Bug 90717

Summary: NFS client reads are slow when using UDP
Product: Red Hat Enterprise Linux 3 Reporter: Lans Carstensen <lans>
Component: kernelAssignee: Steve Dickson <steved>
Status: CLOSED WORKSFORME QA Contact: Brian Brock <bbrock>
Severity: medium Docs Contact:
Priority: medium    
Version: 3.0CC: jepler, jim.laverty, lakamine, mkunjal, petrides, tao
Target Milestone: ---   
Target Release: ---   
Hardware: i686   
OS: Linux   
Whiteboard:
Fixed In Version: Doc Type: Bug Fix
Doc Text:
Story Points: ---
Clone Of: Environment:
Last Closed: 2005-10-05 22:54:19 UTC Type: ---
Regression: --- Mount Type: ---
Documentation: --- CRM:
Verified Versions: Category: ---
oVirt Team: --- RHEL 7.3 requirements from Atomic Host:
Cloudforms Team: --- Target Upstream Version:
Embargoed:
Attachments:
Description Flags
dtest3.cpp for testing many small read/writes over NFS none

Description Lans Carstensen 2003-05-12 20:31:27 UTC
From Bugzilla Helper:
User-Agent: Mozilla/5.0 (X11; U; Linux i686; en-US; rv:1.2.1) Gecko/20030225

Description of problem:
NFS read performance is 50-75% slower on Red Hat 9 when utilizing UDP instead of
TCP.  Write performance remains high regardless of the configuration.

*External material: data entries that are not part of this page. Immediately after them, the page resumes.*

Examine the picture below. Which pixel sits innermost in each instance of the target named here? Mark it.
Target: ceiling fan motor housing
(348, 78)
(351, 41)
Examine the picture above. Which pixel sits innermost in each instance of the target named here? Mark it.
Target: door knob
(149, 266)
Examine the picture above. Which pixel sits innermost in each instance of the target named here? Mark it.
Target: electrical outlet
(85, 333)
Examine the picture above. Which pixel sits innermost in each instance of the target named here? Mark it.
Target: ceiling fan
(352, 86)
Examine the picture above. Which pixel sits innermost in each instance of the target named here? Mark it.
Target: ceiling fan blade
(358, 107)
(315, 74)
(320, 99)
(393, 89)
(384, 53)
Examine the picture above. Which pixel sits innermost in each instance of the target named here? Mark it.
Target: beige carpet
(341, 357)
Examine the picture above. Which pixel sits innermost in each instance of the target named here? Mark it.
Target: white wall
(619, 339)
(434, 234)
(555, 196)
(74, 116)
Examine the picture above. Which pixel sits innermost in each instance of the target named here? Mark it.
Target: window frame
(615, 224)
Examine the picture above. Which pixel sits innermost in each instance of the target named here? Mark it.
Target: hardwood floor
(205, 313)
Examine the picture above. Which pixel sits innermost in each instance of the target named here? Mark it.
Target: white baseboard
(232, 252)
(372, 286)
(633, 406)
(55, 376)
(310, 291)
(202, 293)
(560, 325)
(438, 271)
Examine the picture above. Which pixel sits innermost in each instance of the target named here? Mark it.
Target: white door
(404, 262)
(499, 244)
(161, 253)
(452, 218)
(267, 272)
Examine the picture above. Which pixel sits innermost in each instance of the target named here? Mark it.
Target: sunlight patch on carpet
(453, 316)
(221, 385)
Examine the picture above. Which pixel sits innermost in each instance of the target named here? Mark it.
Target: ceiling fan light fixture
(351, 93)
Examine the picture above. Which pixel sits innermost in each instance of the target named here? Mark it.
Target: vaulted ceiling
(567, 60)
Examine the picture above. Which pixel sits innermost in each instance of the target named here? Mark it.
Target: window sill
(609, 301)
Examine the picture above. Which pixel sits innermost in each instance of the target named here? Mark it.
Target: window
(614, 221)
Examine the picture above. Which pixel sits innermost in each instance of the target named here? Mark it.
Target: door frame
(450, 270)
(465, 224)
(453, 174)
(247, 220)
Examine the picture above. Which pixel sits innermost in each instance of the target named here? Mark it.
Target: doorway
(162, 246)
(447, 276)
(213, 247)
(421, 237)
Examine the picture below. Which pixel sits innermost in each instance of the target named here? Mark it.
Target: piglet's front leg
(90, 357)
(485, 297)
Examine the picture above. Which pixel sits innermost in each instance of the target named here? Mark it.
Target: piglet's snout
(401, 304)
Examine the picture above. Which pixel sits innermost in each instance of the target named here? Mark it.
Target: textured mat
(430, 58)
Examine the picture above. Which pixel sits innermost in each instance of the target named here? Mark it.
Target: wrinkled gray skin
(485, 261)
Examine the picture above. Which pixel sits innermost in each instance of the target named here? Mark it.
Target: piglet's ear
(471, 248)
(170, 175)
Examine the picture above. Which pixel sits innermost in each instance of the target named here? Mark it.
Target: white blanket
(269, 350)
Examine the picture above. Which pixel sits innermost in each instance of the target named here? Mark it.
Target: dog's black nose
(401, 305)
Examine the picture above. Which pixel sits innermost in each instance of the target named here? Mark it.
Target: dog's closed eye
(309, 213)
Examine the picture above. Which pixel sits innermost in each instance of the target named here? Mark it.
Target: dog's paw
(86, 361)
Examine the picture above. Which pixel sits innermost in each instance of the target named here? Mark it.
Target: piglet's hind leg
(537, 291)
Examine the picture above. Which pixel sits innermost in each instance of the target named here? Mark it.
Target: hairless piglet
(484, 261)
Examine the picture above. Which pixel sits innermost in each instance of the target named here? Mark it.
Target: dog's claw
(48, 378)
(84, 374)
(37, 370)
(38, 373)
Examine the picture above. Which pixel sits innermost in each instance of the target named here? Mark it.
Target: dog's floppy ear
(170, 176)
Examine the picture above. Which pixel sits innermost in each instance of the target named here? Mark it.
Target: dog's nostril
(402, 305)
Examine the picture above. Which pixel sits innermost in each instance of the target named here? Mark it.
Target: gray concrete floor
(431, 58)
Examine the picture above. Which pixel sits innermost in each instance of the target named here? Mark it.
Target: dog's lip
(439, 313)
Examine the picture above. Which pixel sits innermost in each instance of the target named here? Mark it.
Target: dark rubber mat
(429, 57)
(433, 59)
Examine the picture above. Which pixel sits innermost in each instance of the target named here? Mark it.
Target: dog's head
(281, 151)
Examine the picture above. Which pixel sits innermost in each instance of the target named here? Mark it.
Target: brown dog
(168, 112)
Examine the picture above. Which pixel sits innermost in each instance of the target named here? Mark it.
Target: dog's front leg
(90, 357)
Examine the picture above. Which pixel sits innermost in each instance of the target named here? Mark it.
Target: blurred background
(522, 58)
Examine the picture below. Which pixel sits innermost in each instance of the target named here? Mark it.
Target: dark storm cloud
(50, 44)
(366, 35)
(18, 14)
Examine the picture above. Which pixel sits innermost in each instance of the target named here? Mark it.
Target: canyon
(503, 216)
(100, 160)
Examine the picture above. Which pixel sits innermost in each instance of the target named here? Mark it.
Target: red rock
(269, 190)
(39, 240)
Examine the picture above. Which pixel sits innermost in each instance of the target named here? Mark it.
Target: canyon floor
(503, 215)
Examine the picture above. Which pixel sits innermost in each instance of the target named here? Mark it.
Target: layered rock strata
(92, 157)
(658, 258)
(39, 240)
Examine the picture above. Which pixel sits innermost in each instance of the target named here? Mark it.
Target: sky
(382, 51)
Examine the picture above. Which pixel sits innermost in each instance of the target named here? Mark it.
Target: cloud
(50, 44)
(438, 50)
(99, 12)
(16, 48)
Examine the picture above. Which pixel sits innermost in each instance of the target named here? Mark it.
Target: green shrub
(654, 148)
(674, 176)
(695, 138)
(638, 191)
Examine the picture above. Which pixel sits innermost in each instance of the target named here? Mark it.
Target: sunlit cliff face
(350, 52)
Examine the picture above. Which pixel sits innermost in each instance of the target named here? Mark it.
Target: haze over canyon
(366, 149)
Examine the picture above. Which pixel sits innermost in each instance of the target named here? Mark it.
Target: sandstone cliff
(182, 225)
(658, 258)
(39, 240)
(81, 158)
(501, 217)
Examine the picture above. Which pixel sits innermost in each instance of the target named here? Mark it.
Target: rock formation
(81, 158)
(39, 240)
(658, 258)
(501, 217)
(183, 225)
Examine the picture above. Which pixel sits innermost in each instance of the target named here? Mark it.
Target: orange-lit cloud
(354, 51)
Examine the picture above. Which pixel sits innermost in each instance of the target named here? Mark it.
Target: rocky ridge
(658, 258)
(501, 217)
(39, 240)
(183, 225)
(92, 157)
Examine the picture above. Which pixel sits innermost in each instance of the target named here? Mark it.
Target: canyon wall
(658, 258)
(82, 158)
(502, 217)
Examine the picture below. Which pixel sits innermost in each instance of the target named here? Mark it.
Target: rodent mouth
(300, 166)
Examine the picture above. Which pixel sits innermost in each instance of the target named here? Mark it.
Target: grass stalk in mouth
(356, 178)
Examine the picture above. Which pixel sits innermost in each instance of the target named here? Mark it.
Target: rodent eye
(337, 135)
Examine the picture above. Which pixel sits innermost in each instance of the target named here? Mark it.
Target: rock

BTW, I'm pleased that Red Hat is shipping w/ ttcp.  The next thing I'd like to
see added would be the GPL'ed lmbench tools.  The test case below uses "lmdd".

Version-Release number of selected component (if applicable):
2.4.20-9smp

How reproducible:
Always

Steps to Reproduce:
1. Download and build lmbench 2.0.4 from ftp://ftp.bitmover.com/lmbench/
2. Mount an NFS filesystem with "-o nfsvers=3,udp"
3. Generate a file on the NFS filesystem with lmdd to baseline write
performance: lmdd of=/mnt/tmp/file fsync=y count=8192 bs=32k
4. Unmount, then re-mount the NFS filesystem w/ the same options.
5. Do a read performance test:  lmdd if=/mnt/tmp/file count=8192 bs=32k

I'm using a gigabit-attached Network Appliance F960 filer as my NFS server.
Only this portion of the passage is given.